A marketer case study for Unified ID 2.0
Earlier this week a brand case study was (finally) released for the UID 2.0. Though ad tech companies and publishers have been experimenting with the new solution, brands have been slower to jump on board. Most are waiting for the industry to establish which tool will be the next standard.
“Marketers want to be early adopters, but not the guinea pigs,” explains James Hercher at AdExchanger. But one brand took the plunge.
Made In, an eCommerce cookware manufacturer, recently completed a streaming TV campaign running on UID 2.0. They saw a 20% decrease in its average cost per acquisition.
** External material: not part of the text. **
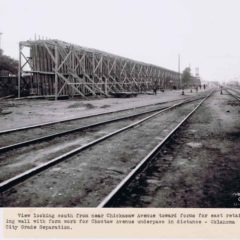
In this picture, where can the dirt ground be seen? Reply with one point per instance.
(199, 167)
(86, 178)
(19, 113)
On top of this, customer acquisition decreased by a third when using the identifier.
By taking the risk, Made In proved that they could deliver successful campaigns without cookies. With cookies depreciating, we’ll see more brands begin to adopt new solutions and publish their results.
Digital advertising isn’t going away. Brands, publishers and ad tech companies will need to adopt solutions that benefit everyone, while protecting the consumer’s privacy. As these companies go through major changes, are they shifting their digital spending?
MediaRadar Insights
Despite the changing ecosystem, programmatic advertising continues to increase year-over-year.
In 2021, over 279 thousand advertisers spent $21.3 billion in programmatic advertising (January – September). This is up 61% from 2020 where 189 thousand advertisers spent $14.7 billion.
Brands that benefited from the pandemic largely drove programmatic spending last year. This year, consumers are spending in new ways, causing a slight shift in the top spending categories.
The main difference is that Tech has become less dominant, while Entertainment brands have newly emerged as a top spending category. This is a reflection of the recovering economy.
Within the top 20,000 advertisers, the top spending categories in 2021 are: Retail, Finance/Real Estate and Entertainment. Last year at this time, the top categories were: Retail, Finance/Real Estate and Tech.
Advertisers that fall within the ‘Other’ category make up 18% of all spending—more than the clear-cut categories.
Top spending advertisers are:
- SmartNews Mobile App
- Walmart
- HBO Max
- Capital One Shopping
- Disney+
Their spend totals $711 million—which is an increase of 73% compared to last year. (This excludes SmartNews Mobile app because it is a new programmatic advertiser).
Just like last year, there are many new brands willing to experiment with programmatic. 63% of advertisers are new to the programmatic space. While we don’t know how long they’ll stay, we believe that digital advertising and programmatic buying will only grow in importance post-pandemic, even without cookies.